In truth I wasn’t missing anything by not dating then. None of the boys in school are serious then about any girl. I wasn’t missing anything by not wearing makeup that I didn’t need or have the money for. I had no one I needed to impress and even though I would sneak peeks at the magazines in the grocery store, the ones I wasn’t allowed to read, I found that I could never relate to the stories inside them. There would be stories about kids skipping school, cutting themselves, smoking or drinking for the first time, going farther in bed with a boy, being grounded, running away from home or shoplifting. None of these experiences I could relate to at all with which I do not regret but it did make me feel abnormal. I sat around hearing numerous conversations from peers that I knew I could not participate in because I had no idea what they were talking about.
Since I wasn’t allowed to read any magazines except Highlights or Christian Family friendly magazines, I was left out of the loop when it came to pop culture and celebrities. My first cd was NSYNC Pop and I received my first cd player on my eleventh birthday when I had my first sleepover. We watched a Sailor Moon film and I thoroughly enjoyed myself.

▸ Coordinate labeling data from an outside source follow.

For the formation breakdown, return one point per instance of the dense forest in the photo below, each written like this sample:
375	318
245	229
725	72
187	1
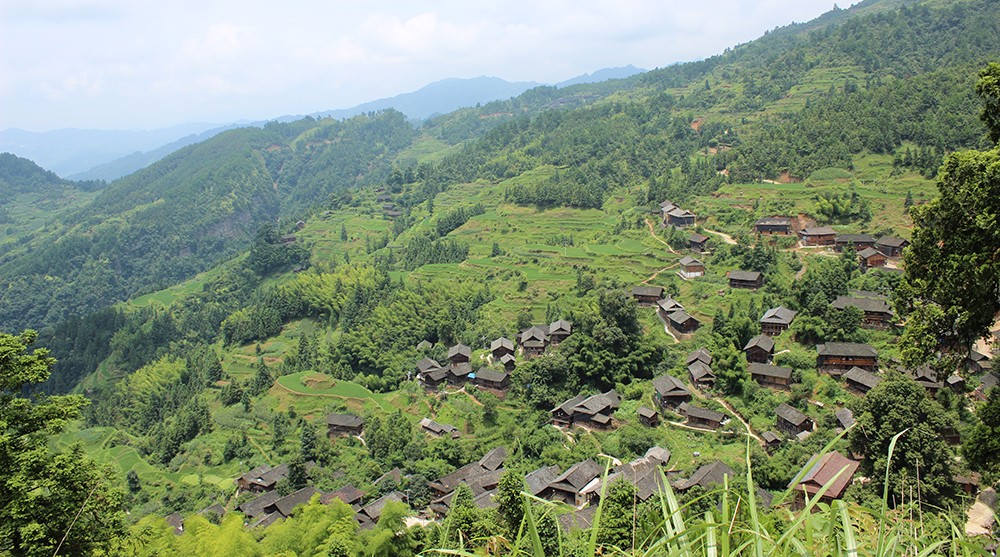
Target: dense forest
206	316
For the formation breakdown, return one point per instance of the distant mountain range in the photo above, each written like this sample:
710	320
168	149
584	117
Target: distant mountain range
110	154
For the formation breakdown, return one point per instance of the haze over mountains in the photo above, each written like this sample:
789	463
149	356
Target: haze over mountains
109	154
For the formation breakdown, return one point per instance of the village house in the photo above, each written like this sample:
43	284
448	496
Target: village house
682	323
821	236
439	430
746	279
567	486
647	295
343	425
870	258
648	416
592	411
877	314
776	320
861	381
891	246
262	478
770	376
760	349
491	379
708	477
691	267
667	306
534	341
500	347
459	354
835	358
559	331
978	362
859	241
698	242
822	471
769	226
701	417
669	392
791	421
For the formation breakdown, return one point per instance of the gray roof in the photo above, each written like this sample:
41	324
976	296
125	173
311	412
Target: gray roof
538	480
867	305
763	342
791	415
768	370
751	276
668	385
862	377
854	349
692	411
780	315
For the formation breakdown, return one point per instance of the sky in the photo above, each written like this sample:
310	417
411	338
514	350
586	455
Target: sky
148	64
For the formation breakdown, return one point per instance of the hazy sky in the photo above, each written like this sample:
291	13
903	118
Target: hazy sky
141	64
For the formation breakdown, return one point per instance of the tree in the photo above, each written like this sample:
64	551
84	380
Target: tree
982	447
922	459
951	264
52	501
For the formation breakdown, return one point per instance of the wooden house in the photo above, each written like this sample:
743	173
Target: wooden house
832	468
648	416
701	417
682	323
647	295
691	267
342	425
770	376
836	358
746	279
501	346
769	226
870	258
669	392
708	477
681	218
568	485
861	381
459	354
877	314
859	241
776	320
491	379
819	236
760	349
791	421
559	331
534	341
698	242
891	246
592	411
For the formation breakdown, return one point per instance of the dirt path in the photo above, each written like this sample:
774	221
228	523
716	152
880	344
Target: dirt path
732	411
657	238
725	237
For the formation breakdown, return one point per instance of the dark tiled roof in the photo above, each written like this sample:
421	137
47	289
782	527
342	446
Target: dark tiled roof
767	370
791	415
779	315
763	342
853	349
668	385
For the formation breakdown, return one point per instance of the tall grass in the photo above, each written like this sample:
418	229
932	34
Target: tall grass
736	528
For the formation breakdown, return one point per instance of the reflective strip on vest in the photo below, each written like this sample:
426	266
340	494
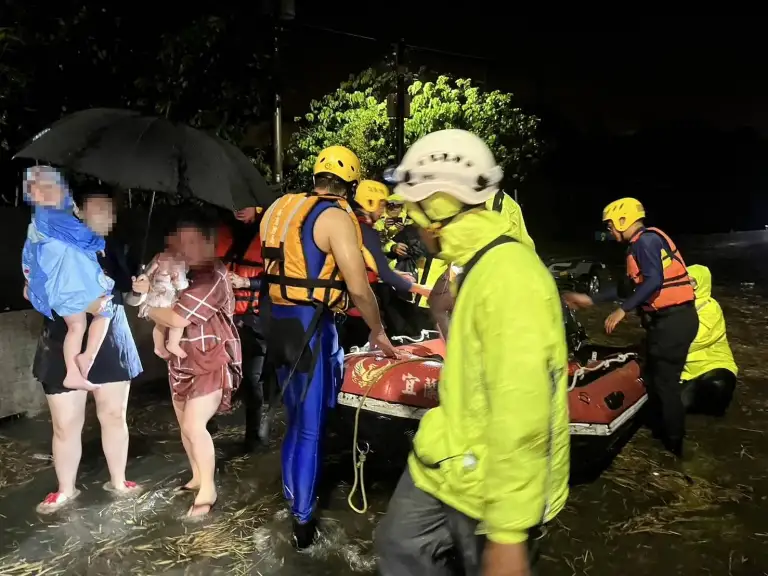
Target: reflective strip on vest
285	264
676	288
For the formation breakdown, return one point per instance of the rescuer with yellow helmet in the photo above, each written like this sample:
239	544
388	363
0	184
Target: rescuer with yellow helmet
493	457
314	268
664	295
369	205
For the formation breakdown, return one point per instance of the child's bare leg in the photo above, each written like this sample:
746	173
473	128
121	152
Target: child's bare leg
73	343
96	334
173	342
158	337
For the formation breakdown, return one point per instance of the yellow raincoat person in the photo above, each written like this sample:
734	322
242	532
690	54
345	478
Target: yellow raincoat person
709	376
493	458
510	209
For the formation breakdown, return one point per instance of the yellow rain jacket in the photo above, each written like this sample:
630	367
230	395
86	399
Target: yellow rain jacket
511	210
497	447
710	349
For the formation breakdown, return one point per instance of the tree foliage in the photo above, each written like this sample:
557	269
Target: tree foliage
355	115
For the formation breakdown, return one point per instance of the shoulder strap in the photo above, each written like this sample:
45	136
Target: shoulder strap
498	201
478	255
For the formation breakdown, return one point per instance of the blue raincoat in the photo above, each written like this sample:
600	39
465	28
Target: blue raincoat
59	259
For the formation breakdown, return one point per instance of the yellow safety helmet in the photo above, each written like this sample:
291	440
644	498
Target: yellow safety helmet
623	213
339	161
370	194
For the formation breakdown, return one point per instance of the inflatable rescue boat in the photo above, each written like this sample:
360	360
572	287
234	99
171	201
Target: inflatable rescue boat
387	397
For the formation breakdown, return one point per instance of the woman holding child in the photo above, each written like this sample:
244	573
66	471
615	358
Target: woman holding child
108	374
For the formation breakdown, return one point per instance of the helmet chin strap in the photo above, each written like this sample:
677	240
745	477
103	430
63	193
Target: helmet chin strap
436	225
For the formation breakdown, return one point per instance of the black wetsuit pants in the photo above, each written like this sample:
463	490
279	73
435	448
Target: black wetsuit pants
670	332
710	393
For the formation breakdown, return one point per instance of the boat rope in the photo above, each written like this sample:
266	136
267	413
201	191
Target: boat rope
584	370
359	455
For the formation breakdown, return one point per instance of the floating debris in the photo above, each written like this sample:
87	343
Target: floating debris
18	465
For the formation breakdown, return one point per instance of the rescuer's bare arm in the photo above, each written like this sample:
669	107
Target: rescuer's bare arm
335	233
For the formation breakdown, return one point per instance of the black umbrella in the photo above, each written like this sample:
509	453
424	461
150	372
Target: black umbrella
149	153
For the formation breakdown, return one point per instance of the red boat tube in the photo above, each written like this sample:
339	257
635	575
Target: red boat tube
603	394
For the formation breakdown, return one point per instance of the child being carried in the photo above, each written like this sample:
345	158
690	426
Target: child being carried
167	276
62	271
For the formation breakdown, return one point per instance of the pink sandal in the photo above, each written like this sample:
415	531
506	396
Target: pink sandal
130	489
55	501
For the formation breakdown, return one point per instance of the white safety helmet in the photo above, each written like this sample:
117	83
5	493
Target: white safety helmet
455	162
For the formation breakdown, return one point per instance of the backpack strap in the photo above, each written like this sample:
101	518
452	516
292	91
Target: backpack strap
478	255
498	201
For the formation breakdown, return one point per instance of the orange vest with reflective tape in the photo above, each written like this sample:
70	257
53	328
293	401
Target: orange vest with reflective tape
676	288
247	265
284	262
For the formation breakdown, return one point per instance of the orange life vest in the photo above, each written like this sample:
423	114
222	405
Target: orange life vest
676	288
284	260
370	266
248	265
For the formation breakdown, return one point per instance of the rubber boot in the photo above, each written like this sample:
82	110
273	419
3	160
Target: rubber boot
304	535
257	428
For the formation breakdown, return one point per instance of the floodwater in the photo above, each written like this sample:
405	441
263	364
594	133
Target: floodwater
639	517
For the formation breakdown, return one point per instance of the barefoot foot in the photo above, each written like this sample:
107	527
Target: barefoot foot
55	501
191	486
201	509
162	353
176	350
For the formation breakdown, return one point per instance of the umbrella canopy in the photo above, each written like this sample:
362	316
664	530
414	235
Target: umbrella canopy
149	153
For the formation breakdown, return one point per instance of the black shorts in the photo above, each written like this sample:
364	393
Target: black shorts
117	359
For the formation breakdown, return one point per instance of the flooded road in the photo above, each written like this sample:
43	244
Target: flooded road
639	517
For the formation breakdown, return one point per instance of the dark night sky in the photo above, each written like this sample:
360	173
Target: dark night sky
669	108
601	72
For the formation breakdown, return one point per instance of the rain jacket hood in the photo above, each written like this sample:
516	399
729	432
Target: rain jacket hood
469	232
710	349
497	446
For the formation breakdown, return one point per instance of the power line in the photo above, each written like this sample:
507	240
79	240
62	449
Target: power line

I never did have a sweet sixteen because honestly I saw no importance in turning sixteen. The only thing that changed at that age was that I was now old enough to wear high heels. Prior to that my feet were always firmly on the ground, unless I wore the black church buckle shoes and that was all the heel I got. To this day I still love Sailor Moon and I watch anime and am even part of the cosplay community. I plan to continue all these hobbies until I am in the grave.
Church is my second home, I make sure to tell everyone that because it’s true. At one time, I was attending church three times a week. I have participated in so many ministries, community service and volunteer opportunities I have lost count of all I have done. It feels good to help others, but if I’m being honest, burn out does set in, church people can pressure lay people into doing too much, especially if they do it well and I don’t always feel up to sacrificing my time for the service of others. Even now I struggle with spiritual maturity as most people do and I find it to be an almost impossible task because we are called to go beyond our flesh as human beings. How on Earth can I be more than what I am, more than what I was created to be?